4.5. Pretreatment and Determination for Indole Derivatives in Fecal Samples
After being vacuum freeze-dried, the fecal sample was mixed with 900 μL extracting solution (methanol:ultrapure water = 1:9, v/v) to prepare supernatant solution after homogenization treatment (65 HZ, 3 min).

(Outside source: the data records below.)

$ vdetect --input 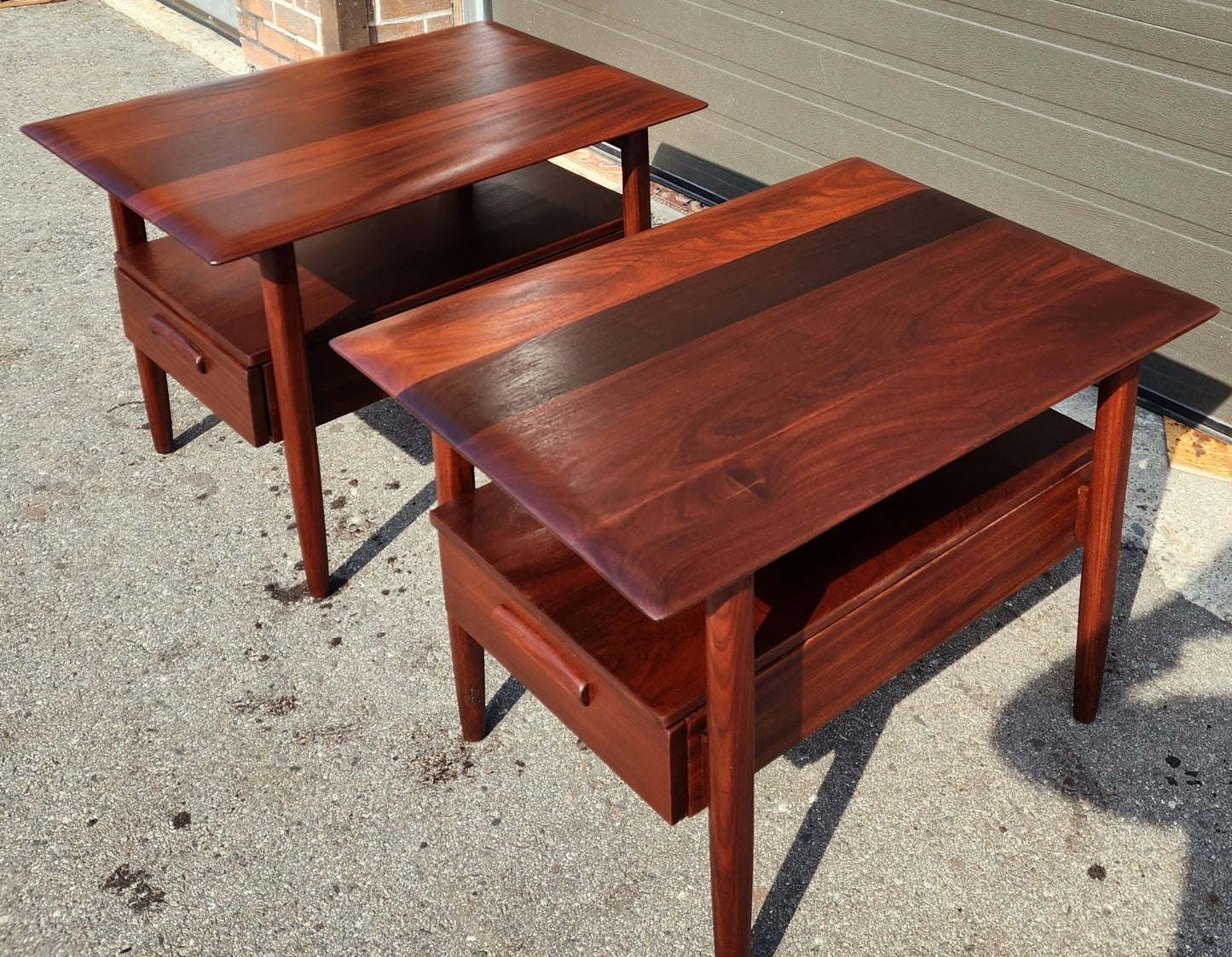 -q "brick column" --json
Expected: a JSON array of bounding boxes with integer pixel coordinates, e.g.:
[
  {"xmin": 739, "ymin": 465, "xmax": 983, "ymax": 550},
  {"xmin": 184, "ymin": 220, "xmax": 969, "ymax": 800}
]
[{"xmin": 238, "ymin": 0, "xmax": 460, "ymax": 70}]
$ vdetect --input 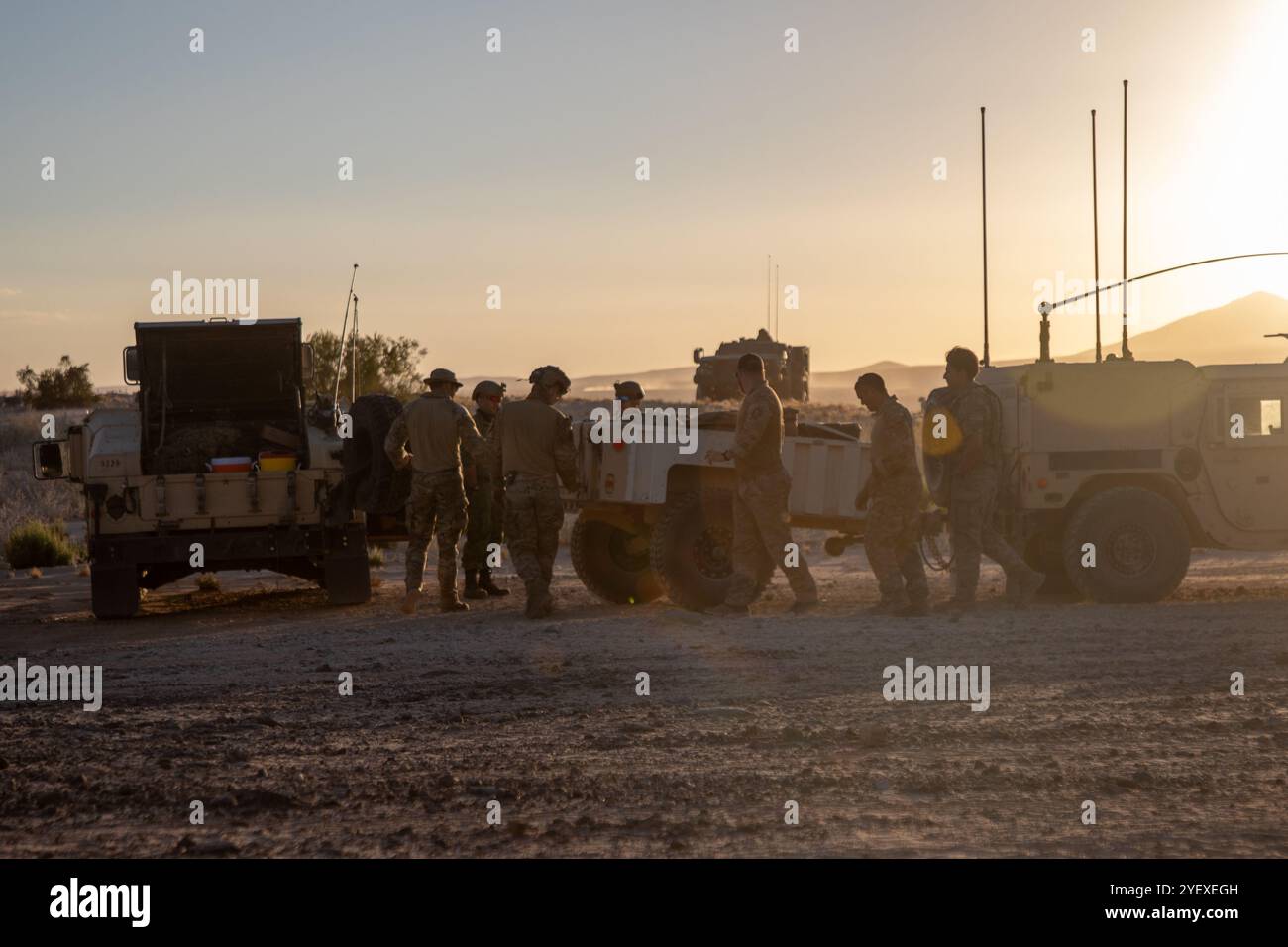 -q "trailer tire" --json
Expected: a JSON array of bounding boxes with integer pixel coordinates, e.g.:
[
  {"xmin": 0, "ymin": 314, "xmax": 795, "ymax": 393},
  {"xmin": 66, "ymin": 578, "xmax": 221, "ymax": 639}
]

After vacuum concentration (45 °C, 3 h), resuspension with 200 μL extracting solution, and centrifugation (15,000× g, 10–15 min), the solution was treated using the 0.22 μm membrane to obtain the final sample for UHPLC Q-Exactive-MS analysis. Detailed information for the determination of indole derivatives was referred to in our previous article [43]. Briefly, a binary mobile phase consisted of acetonitrile (mobile phase A) and 0.1% formic acid (mobile phase B) in a 20 min gradient program. In positive ion mode, mass spectrometry was performed on a Q-Exactive Plus MS (Thermo Fisher Scientific, Waltham, MA, USA) operating with a full-scan acquisition from 80 to 1200 m/z with a resolution of 70,000. After determination, a quantification analysis of indole derivatives was carried out on Xcalibur 4.0 (Thermo Fisher Scientific, Waltham, MA, USA).
4.6. Sequencing and Analysis of Gut Microbiota
Fecal DNA was extracted using the FastDNA Spin Kit for Feces (MP Biomedicals, Santa Ana, CA, USA). It was sequenced using a high-throughput sequencing platform (Illumina, Santiago, CA, USA) based on the V3-V4 region amplification (341F and 806R). The detailed method was referred to in a previous article [53]. Briefly, fecal DNA concentration was measured using a Qubit BR dsDNA assayer (Thermo Fisher Scientific, Waltham, MA, USA). After DNA libraries preparation, they were sequenced for 500 + 7 cycles on the Illumina Miseq platform (Illumina, Santiago, California). The data were analyzed based on the quantitative insights into microbial ecology 2 (QIIME2) pipeline. The raw sequences were evaluated and screened for downstream analysis. High-quality sequences were clustered into operational taxonomic units (OTUs) and representative sequences of each cluster were used to classify and annotate bacterial taxa based on the SILVA database. PCA and LEfSe were performed to find the differences between samples and microbial biomarkers, respectively. The correlation between variations was performed by the R (free software, https://cran.rstudio.com/↗) package “corrplot”.
4.7. Statistical Analysis
Statistical analyses were processed using Statistical Product and Service Solutions version 24.0 (SPSS, IBM Corp., Armonk, NY, USA). The differences between groups were performed using one-way ANOVA and post hoc Fisher’s least significant difference (LSD) tests, * p < 0.05, ** p < 0.01, *** p < 0.001, and **** p < 0.0001. Data were presented as the mean ± SD.